Validation of a blood marker for plasma volume in endurance athletes during a live-high train-low altitude training camp.

Altitude is a confounding factor within the Athlete Biological Passport (ABP) due, in part, to the plasma volume (PV) response to hypoxia. Here, a newly developed PV blood test is applied to assess the possible efficacy of reducing the influence of PV on the volumetric ABP markers; haemoglobin concentration ([Hb]) and the OFF-score. Endurance athletes (n=34) completed a 21-night simulated live-high train-low (LHTL) protocol (14 h.d-1 at 3000 m). Bloods were collected twice pre-altitude; at days 3, 8, and 15 at altitude; and 1, 7, 21, and 42 days post-altitude. A full blood count was performed on the whole blood sample. Serum was analysed for transferrin, albumin, calcium, creatinine, total protein, and low-density lipoprotein.
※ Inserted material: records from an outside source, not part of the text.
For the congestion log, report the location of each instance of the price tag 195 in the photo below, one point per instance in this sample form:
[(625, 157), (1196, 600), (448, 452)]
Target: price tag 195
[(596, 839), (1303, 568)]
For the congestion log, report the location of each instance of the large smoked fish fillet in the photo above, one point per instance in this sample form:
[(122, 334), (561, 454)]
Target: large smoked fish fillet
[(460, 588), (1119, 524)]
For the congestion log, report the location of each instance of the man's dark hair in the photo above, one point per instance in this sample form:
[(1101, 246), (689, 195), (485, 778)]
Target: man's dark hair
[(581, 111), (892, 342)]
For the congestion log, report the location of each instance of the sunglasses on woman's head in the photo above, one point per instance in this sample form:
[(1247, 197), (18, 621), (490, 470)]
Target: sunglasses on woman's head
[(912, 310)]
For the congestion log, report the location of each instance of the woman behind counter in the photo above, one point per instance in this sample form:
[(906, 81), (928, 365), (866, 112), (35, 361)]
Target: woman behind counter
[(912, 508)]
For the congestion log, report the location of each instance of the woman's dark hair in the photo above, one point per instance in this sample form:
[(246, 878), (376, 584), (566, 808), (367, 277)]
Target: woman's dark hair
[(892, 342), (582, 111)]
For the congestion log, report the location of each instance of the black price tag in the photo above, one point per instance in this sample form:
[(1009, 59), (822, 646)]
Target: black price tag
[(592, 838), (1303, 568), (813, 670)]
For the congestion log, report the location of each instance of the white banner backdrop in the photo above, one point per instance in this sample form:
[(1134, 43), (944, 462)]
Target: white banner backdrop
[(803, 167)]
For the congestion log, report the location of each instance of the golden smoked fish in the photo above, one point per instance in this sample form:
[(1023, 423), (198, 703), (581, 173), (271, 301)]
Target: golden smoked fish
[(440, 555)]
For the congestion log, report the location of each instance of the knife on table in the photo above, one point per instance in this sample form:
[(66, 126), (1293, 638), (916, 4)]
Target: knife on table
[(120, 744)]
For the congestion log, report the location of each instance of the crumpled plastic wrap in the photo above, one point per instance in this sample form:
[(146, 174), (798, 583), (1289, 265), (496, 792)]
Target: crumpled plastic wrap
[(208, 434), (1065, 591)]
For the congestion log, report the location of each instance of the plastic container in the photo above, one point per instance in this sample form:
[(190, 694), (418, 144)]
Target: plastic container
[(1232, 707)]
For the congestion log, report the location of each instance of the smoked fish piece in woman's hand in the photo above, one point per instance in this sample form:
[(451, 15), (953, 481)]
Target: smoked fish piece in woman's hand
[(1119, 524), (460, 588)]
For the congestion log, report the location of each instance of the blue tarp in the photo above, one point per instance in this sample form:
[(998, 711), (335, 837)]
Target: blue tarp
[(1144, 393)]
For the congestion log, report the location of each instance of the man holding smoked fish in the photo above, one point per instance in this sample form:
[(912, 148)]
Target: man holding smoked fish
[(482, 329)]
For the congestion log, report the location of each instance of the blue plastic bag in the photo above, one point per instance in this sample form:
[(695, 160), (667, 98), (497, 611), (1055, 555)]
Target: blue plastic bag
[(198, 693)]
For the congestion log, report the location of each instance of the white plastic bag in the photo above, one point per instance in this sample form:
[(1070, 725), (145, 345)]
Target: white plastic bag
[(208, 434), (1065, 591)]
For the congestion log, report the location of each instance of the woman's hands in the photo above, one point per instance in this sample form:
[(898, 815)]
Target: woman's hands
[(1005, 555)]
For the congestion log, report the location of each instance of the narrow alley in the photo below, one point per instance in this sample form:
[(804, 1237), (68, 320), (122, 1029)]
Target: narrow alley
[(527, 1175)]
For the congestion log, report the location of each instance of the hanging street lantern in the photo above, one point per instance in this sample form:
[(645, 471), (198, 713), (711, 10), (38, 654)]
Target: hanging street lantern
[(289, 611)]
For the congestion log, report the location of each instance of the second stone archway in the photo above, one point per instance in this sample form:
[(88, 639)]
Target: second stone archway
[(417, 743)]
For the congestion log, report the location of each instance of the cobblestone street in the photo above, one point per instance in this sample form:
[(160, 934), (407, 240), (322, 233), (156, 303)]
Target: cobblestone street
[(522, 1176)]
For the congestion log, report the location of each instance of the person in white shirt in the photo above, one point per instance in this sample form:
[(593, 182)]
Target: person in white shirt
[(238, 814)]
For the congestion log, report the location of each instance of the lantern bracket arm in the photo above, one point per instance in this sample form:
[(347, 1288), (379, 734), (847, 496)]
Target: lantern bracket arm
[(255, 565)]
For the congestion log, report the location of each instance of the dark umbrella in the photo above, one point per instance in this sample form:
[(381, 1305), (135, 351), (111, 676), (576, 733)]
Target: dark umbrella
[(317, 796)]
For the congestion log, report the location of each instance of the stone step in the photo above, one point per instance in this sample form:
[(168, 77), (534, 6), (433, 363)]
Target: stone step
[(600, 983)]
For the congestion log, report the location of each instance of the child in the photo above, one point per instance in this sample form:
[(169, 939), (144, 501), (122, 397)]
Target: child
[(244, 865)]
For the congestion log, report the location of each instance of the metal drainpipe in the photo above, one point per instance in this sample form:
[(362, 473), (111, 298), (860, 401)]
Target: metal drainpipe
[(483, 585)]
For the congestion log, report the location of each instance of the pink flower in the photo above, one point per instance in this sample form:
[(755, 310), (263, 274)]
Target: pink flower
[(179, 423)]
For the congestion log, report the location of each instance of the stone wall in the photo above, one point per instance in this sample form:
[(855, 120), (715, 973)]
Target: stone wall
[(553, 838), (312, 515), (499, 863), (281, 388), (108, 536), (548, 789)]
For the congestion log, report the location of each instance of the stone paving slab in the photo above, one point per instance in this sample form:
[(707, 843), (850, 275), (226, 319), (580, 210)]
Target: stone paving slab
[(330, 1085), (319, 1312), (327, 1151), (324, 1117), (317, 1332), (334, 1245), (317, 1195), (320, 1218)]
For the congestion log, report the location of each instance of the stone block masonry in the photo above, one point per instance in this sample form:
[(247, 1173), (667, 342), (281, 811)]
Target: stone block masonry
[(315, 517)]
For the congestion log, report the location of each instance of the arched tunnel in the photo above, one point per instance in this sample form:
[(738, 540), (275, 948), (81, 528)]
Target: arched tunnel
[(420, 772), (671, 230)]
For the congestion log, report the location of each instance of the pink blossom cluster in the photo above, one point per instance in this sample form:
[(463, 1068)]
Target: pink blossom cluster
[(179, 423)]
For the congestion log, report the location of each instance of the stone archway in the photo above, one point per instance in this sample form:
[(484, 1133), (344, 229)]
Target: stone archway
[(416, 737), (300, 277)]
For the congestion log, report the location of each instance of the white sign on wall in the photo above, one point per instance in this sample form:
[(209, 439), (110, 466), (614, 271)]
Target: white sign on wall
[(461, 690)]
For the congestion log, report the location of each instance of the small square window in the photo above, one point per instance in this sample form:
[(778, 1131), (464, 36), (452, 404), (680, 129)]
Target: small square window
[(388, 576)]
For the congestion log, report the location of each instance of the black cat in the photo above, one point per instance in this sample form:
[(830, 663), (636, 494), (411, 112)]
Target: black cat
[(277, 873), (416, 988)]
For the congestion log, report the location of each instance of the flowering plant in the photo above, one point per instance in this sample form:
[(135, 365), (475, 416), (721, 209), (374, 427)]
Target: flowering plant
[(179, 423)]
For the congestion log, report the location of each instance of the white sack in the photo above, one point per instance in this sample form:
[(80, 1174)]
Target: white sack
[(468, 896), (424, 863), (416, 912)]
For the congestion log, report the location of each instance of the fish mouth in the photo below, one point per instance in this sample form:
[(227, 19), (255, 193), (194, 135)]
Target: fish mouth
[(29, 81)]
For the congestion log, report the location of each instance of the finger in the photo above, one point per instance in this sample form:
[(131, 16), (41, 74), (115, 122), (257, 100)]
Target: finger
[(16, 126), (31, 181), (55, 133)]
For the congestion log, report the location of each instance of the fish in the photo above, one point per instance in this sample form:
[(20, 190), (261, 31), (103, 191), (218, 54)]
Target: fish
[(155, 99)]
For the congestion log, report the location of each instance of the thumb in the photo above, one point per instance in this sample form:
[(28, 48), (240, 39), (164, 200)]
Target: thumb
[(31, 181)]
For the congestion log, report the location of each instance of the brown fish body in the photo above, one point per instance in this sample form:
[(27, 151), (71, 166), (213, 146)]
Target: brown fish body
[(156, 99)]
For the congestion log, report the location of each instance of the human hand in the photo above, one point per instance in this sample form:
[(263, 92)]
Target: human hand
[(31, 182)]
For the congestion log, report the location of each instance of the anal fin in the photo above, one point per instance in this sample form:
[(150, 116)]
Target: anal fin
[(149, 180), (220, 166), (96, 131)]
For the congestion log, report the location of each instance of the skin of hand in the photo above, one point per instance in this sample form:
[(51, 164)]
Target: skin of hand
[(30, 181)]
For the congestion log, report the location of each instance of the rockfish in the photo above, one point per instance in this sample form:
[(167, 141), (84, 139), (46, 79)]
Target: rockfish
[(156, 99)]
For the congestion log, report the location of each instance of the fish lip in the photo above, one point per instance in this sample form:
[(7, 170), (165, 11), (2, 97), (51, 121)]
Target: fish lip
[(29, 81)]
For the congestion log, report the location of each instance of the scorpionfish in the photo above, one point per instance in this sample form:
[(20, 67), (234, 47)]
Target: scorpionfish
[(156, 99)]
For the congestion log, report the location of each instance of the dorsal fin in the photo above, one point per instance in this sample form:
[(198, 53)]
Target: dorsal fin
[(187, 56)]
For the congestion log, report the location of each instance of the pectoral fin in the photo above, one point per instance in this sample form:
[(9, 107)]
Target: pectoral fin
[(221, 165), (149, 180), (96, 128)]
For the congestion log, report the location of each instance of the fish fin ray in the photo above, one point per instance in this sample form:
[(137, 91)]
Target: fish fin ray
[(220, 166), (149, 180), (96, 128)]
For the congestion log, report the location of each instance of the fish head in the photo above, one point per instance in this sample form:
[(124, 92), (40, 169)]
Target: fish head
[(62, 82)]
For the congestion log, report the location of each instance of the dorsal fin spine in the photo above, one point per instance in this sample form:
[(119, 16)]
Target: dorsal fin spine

The PV blood test (consisting of the serum markers, [Hb] and platelets) was applied to the ABP adaptive model and new reference predictions were calculated for [Hb] and the OFF-score, thereby reducing the PV variance component. The PV correction refined the ABP reference predictions. The number of atypical passport findings (ATPFs) for [Hb] was reduced from 7 of 5 subjects to 6 of 3 subjects. The OFF-score ATPFs increased with the PV correction (from 9 to 13, 99% specificity); most likely the result of more specific reference limit predictions combined with the altitude-induced increase in red cell production. Importantly, all abnormal biomarker values were identified by a low confidence value. Although the multifaceted, individual physiological response to altitude confounded some results, the PV model appears capable of reducing the impact of PV fluctuations on [Hb].

Influence of combined iron supplementation and simulated hypoxia on the haematological module of the athlete biological passport.

The integrity of the athlete biological passport (ABP) is underpinned by understanding normal fluctuations of its biomarkers to environmental or medical conditions, for example, altitude training or iron deficiency. The combined impact of altitude and iron supplementation on the ABP was evaluated in endurance-trained athletes (n = 34) undertaking 3 weeks of simulated live-high: train-low (14 h.d-1 , 3000 m). Athletes received either oral, intravenous (IV) or placebo iron supplementation, commencing 2 weeks prior and continuing throughout hypoxic exposure. Venous blood was sampled twice prior, weekly during, and up to 6 weeks after altitude. Individual ABP thresholds for haemoglobin concentration ([Hb]), reticulocyte percentage (%retic), and OFF score were calculated using the adaptive model and assessed at 99% and 99.9% specificity. Eleven athletes returned values outside of the calculated reference ranges at 99%, with 8 at 99.9%. The percentage of athletes exceeding the thresholds in each group was similar, but IV returned the most individual occurrences. A similar frequency of abnormalities occurred across the 3 biomarkers, with abnormal [Hb] and OFF score values arising mainly during-, and %retic values mainly post- altitude. Removing samples collected during altitude from the model resulted in 10 athletes returning abnormal values at 99% specificity, 2 of whom had not triggered the model previously. In summary, the abnormalities observed in response to iron supplementation and hypoxia were not systematic and mostly in line with expected physiological adaptations. They do not represent a uniform weakness in the ABP. Nevertheless, altitude training and iron supplementation should be carefully considered by experts evaluating abnormal ABP profiles.